7/3/2007 12:27 PM EDT

Using size_t appropriately can improve the portability, efficiency, or readability of your cod.  Maybe even all three.


Numerous functions in the Standard C library accept arguments or return values that represent object sizes in bytes. For example, the lone argument in malloc(n) specifies the size of the object to be allocated, and the last argument in memcpy(s1, s2, n) specifies the size of the object to be copied. The return value of strlen(s) yields the length of (the number of characters in) null-terminated character array s excluding the null character, which isn’t exactly the size of s, but it’s in the ballpark.


You might reasonably expect these parameters and return types that represent sizes to be declared with type int (possibly long and/or unsigned), but they aren’t.
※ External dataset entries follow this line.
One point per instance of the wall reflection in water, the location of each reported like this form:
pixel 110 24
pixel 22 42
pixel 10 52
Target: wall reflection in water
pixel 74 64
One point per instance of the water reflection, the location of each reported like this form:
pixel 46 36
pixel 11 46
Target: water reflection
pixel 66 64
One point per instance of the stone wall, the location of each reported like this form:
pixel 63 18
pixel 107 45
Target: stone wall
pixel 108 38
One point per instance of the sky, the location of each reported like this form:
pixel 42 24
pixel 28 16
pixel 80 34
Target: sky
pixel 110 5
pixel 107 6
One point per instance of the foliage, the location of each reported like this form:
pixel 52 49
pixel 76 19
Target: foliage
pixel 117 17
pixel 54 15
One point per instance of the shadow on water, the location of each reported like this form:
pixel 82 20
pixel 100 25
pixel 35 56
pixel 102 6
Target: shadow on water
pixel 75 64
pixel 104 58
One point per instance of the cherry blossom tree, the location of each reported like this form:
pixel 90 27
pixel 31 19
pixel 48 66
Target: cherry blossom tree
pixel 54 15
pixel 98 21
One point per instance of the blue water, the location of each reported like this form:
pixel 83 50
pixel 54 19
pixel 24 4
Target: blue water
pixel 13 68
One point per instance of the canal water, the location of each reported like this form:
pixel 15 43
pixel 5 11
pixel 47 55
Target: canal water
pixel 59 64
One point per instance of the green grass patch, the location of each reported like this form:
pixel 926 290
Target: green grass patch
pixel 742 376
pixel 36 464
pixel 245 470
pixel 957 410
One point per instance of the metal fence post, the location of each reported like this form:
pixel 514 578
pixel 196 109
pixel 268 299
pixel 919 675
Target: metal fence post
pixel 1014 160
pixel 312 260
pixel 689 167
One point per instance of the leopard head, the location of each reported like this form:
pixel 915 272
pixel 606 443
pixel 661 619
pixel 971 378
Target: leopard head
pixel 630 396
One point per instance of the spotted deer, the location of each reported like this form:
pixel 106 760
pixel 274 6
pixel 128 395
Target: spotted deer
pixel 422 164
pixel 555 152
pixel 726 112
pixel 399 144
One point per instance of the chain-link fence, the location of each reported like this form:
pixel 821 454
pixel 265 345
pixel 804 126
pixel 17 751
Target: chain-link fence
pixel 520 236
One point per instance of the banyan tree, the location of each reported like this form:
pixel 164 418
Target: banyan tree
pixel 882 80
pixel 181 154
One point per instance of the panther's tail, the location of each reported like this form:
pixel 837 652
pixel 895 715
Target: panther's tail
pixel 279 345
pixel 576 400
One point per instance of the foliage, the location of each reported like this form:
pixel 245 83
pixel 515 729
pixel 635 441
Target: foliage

Rather, the C standard declares them as type size_t. According to the standard, the declaration for malloc should appear in <stdlib.h> as something equivalent to:

void *malloc (size_t  n);


and the declarations for memcpy and strlen should appear in <string.h> looking much like:

void  *memcpy (void *s1, void const  *s2, size_t  n);  size_t  strlen (char const *s);



The type size_t also appears throughout the C++ standard library. In addition, the C++ library uses a related symbol size_type, possibly even more than it uses size_t.


In my experience, most C and C++ programmers are aware that the standard libraries use size_t, but they really don’t know what size_t represents or why the libraries use size_t as they do. Moreover, they don’t know if and when they should use size_t themselves.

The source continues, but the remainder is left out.